Subsequently, over $30 million was seized by the US government with the help of Chainalysis. The seizures represent about 10% of the total funds stolen from Axie Infinity, Chainalysis said.

Switch to DeFi services to chain the jumps

The Lazarus Group used the private keys to approve two transactions, both withdrawals: one for 173,600 ether (ETH) and the other for 25.5 million USD worth of coins (USDC), according to the report. (The $540 million value quoted above.)

“They then initiated their laundering process…The laundering of these funds has leveraged over 12,000 different crypto addresses to date, demonstrating the hackers’ highly sophisticated laundering capabilities,” Chainalysis said.

Typical laundering techniques include stealing Ether and sending it to intermediary wallets and mixing Ether in batches using Tornado Cash.

However, after the US Treasury penalties imposed on Tornado Cash, Lazarus moved away from the Ethereum mixer, instead “leveraging DeFi services to chain jumps or switch between multiple types of cryptocurrencies in a single transaction,” Chainalysis said.

“Bridges serve an important function in moving digital assets between chains and most use of these platforms is entirely legitimate. Lazarus appears to be using bridges in an attempt to obfuscate the source of funds,” Chainalysis said. .

Venafi’s Take: The Vulnerable DeFi Security Model

“The DeFi security model needs to be strengthened immediately,” said Pratik Savla, principal security engineer at Venafi.

“Mismanagement of cryptographic keys is one of the biggest Achilles’ heels that opens DeFi to a number of security risks,” Savla said.

The use of private keys and wallets underscores the known security risks associated with their design and implementation, according to Savla.

“This, in turn, incentivizes attackers of all shades to deploy the same set of TTPs [Tactics, Techniques and Procedures] that they used to exploit in previous incidents,” Savla said.

Once the administrators’ private key is obtained by a bad actor, it opens up a whole host of possibilities for bad actors to wreak havoc, he added.

In addition to private keys, the wallets used to host and manage these keys present their own security risks, according to Savla.

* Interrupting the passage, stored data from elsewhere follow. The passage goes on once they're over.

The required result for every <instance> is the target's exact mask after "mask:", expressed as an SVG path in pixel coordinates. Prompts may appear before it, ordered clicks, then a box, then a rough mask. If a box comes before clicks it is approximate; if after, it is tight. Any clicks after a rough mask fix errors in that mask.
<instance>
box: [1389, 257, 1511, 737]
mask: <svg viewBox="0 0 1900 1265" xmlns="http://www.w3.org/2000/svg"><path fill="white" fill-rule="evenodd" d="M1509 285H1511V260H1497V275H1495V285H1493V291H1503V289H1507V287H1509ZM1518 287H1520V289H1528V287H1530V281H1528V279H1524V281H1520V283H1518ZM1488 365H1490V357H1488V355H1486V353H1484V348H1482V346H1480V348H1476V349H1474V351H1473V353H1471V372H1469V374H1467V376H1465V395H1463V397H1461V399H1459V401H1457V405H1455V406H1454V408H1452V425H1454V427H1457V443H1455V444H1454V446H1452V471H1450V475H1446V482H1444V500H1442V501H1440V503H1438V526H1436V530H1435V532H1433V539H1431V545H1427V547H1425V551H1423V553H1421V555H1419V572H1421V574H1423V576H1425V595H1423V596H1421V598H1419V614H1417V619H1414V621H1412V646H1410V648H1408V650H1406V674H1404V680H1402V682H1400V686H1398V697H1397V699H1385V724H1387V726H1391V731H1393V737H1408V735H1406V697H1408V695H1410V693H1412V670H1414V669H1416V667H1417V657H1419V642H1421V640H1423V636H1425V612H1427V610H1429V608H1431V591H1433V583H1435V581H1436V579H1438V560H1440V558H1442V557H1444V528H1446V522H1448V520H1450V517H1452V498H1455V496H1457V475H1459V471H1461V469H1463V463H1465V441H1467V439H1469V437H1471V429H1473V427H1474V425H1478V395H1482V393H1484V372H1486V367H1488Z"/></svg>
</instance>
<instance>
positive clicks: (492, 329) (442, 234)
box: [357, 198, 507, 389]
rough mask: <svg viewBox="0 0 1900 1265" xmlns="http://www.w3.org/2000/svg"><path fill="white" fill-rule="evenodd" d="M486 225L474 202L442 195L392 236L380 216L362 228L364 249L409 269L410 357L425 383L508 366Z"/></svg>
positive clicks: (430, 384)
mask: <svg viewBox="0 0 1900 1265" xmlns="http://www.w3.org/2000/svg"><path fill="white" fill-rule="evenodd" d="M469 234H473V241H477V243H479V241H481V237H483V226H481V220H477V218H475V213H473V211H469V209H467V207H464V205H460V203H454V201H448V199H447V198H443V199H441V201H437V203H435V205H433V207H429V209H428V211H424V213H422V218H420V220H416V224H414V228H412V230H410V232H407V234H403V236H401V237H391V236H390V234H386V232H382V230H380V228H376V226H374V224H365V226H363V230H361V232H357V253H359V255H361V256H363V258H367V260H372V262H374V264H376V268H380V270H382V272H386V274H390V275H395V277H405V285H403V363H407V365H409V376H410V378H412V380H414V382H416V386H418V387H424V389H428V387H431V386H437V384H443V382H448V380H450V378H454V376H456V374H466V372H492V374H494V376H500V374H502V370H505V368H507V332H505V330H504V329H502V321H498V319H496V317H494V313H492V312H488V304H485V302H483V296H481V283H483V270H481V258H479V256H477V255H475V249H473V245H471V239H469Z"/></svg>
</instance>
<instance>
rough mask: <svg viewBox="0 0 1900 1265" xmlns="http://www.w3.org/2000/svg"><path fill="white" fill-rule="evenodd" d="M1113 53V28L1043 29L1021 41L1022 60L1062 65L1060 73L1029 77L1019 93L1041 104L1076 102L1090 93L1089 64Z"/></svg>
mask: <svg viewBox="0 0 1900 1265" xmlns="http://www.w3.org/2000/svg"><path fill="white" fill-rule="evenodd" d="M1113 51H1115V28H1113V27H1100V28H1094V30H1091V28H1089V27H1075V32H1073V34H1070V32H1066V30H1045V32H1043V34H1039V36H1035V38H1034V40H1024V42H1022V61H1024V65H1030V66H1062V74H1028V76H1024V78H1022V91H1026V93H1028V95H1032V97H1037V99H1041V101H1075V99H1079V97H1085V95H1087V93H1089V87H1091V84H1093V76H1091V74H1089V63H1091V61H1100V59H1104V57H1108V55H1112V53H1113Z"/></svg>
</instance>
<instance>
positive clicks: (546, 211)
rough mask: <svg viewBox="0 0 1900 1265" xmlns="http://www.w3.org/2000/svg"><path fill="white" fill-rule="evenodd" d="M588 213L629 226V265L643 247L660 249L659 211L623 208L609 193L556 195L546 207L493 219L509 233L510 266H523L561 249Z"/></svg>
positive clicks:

‘Integrate’ security early in the development cycle

“Wallets and private keys combined open up a huge attack surface and make DeFi targeting attractive and rewarding. A critical approach to minimizing and ultimately containing multiple attack vectors is to embed security early in the development cycle. In-depth security design and architecture becomes extremely crucial in this case,” Savla said.

DeFi is an example of a “high-stakes system where machine identity management can be both its strength but also its weakness from a security perspective, if not done properly.” Savla added.